Hace no tanto, cualquier infección nos hubiera hecho padres en duelo. Y a los cuarenta años te hubiéramos hecho huérfano. Las catástrofes económicas o geopolíticas hubieran devastado tu vida con mayor frecuencia y fuerza.

Puedes esperar vivir 14 años más en América Latina, 13 en África y Asia (más de 20 en Bangladesh y en Irán) que si hubieras nacido en 1970. Tienes 60% más de probabilidades de sobrevivir los 5 años que en 1990. Esa ganancia se acompaña de más tiempo con alguna enfermedad crónica o discapacidad.

Por primera vez, comer más de la cuenta es más peligroso que no comer y las enfermedades infecciosas han perdido peso.
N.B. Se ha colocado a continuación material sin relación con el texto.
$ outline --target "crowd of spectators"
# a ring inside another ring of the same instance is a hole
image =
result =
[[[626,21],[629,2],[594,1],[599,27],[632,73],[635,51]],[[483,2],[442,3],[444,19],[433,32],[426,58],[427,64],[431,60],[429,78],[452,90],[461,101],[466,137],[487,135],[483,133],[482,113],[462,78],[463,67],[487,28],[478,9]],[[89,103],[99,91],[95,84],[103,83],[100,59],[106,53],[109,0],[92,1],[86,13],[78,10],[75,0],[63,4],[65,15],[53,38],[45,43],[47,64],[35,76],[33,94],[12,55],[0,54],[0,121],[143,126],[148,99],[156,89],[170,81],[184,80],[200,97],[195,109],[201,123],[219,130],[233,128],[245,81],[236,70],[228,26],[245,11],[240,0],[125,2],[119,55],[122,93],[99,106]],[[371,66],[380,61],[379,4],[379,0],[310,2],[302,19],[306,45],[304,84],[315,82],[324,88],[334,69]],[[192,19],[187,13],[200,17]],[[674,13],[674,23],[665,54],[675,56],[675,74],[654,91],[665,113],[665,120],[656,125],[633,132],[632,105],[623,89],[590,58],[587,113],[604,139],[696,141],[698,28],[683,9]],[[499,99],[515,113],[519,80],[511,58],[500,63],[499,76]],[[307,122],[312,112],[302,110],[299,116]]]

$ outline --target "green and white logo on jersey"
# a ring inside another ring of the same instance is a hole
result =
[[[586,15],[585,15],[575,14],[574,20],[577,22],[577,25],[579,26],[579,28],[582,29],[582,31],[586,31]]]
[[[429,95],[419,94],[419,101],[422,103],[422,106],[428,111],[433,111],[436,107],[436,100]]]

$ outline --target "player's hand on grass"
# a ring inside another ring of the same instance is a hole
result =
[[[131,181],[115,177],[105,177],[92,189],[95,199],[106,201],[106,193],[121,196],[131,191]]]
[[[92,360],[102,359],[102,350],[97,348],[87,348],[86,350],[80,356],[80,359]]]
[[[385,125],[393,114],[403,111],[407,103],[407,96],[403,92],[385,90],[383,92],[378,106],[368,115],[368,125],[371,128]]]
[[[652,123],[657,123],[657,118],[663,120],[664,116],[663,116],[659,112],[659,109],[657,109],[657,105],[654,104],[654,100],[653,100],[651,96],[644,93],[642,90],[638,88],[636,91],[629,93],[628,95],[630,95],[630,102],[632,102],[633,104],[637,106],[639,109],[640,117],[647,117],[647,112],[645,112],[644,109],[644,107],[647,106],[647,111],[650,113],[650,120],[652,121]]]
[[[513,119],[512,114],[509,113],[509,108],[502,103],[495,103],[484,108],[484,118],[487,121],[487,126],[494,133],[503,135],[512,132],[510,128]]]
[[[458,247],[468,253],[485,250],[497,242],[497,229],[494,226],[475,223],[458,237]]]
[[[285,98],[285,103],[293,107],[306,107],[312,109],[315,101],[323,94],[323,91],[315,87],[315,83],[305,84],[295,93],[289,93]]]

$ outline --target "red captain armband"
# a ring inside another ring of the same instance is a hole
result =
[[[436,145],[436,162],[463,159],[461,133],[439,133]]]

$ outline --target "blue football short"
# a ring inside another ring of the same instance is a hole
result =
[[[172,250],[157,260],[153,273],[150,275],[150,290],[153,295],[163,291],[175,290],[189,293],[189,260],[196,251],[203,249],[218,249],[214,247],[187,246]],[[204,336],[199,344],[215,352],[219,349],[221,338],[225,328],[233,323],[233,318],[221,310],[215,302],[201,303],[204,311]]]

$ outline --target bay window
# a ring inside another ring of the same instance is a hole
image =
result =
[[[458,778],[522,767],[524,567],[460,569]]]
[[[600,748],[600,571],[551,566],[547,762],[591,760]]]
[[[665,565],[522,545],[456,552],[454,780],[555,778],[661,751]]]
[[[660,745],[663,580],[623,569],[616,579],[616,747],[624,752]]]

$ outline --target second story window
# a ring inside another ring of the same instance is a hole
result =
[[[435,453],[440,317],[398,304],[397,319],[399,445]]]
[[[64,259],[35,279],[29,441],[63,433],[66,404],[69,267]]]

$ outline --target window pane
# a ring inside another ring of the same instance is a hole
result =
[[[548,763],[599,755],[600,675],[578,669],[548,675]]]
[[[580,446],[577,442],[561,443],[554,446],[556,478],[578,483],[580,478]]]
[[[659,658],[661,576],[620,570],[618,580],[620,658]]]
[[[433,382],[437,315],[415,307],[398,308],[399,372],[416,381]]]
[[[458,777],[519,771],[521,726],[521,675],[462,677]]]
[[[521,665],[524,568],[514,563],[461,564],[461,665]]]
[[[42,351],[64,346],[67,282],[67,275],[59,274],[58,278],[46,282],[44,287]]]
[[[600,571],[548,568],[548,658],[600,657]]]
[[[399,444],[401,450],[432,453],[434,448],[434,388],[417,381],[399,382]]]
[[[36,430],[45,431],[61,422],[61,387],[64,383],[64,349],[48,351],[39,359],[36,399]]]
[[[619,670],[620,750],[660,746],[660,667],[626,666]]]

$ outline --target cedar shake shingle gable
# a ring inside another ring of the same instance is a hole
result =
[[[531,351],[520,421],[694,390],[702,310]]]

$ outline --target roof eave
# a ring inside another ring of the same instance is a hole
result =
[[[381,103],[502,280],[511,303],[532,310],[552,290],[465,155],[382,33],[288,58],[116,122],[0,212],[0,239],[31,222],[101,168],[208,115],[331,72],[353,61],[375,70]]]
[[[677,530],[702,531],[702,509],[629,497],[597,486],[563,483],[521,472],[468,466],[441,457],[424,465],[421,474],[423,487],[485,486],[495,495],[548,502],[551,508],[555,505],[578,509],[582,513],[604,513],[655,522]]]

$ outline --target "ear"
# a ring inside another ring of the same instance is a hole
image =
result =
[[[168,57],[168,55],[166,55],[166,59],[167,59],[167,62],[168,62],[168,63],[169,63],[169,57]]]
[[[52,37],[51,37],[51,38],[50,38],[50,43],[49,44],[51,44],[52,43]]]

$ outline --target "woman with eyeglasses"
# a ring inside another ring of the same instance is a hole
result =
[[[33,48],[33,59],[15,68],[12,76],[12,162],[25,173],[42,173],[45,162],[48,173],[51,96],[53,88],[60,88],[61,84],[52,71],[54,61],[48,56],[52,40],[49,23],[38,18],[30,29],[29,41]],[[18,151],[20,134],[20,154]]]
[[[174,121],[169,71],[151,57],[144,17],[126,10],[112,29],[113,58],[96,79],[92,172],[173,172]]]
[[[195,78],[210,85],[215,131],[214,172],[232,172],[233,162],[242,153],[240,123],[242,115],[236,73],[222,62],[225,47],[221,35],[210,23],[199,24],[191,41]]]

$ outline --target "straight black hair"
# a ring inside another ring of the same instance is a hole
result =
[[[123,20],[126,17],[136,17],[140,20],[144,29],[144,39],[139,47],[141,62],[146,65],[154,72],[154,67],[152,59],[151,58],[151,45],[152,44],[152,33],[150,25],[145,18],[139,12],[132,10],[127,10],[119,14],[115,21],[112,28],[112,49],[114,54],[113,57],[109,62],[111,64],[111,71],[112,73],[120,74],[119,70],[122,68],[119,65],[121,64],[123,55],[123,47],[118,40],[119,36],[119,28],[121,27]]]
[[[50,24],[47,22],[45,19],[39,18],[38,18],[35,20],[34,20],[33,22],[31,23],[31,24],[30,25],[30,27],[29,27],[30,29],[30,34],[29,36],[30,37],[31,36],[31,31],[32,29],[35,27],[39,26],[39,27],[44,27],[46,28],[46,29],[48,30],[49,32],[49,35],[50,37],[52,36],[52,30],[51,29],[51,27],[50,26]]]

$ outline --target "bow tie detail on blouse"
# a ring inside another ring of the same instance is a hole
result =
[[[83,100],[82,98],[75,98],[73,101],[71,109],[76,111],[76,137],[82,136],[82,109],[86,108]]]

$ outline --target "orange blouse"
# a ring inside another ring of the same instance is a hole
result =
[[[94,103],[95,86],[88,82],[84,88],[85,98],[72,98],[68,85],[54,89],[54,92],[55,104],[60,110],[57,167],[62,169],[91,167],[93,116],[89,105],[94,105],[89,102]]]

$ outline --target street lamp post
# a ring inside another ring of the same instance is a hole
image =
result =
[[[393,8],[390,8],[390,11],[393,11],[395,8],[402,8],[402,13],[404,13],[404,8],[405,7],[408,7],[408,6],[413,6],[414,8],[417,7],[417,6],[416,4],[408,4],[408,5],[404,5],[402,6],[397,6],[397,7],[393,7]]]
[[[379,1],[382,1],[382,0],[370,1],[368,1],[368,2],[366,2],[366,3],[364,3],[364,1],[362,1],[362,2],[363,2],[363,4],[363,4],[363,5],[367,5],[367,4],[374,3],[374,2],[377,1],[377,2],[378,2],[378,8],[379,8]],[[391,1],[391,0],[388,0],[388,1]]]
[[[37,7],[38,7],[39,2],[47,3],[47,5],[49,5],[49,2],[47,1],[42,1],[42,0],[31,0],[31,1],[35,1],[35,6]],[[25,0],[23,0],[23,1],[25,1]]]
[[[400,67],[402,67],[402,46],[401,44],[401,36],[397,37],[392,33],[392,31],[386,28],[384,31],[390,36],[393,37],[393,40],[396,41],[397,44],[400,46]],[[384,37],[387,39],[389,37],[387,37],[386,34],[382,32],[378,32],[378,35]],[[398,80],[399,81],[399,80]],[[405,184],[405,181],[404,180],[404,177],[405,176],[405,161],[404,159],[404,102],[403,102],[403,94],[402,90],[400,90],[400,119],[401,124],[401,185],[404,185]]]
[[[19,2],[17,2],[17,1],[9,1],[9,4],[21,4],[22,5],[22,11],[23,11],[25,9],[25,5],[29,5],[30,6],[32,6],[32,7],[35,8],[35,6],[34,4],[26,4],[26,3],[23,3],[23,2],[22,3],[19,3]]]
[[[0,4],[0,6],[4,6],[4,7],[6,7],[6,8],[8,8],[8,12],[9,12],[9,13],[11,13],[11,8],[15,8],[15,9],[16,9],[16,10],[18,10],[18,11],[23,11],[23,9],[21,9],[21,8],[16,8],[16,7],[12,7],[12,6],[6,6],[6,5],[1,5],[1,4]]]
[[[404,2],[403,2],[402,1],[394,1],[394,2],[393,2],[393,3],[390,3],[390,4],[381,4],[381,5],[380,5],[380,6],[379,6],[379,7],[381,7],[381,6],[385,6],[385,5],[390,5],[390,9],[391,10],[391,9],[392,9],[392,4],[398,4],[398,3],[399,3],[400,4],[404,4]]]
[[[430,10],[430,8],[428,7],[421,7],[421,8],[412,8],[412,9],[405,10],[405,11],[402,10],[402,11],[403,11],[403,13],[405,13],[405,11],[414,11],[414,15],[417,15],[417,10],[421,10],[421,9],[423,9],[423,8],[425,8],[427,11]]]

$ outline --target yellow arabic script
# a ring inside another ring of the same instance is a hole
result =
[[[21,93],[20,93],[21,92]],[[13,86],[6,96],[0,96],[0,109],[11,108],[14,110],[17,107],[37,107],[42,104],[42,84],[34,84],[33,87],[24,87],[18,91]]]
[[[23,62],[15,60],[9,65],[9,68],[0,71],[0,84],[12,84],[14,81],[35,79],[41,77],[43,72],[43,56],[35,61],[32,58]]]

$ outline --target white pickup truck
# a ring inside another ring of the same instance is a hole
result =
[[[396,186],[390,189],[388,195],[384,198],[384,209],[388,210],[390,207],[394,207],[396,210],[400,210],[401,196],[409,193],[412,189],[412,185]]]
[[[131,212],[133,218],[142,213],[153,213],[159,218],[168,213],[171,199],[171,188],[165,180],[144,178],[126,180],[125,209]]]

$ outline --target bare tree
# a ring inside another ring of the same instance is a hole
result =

Lo más probable es que mueras de cáncer, cardiopatía o derrame cerebral.

Si eres ella, dependiendo de dónde nazcas, podrías terminar tus días acosada por el SIDA, un problema cardíaco o alguna condición ligada al embarazo. Si eres él, el corazón será tu espada de Damocles; sentarte frente al volante de un carro, un probable pasaje al más allá, y ser víctima de un acto violento, una probabilidad nada desdeñable.

Bienvenido a un mundo interesante, mejor en muchos aspectos, en el que tenemos algo más de capacidad de prevenir lo malo e involucrarnos para dar sentido a un universo indiferente, en el que nuestra naturaleza no ha cambiado, en el que lo humano es una casualidad reversible, que nunca va a ser infierno ni paraíso por definición o decreto.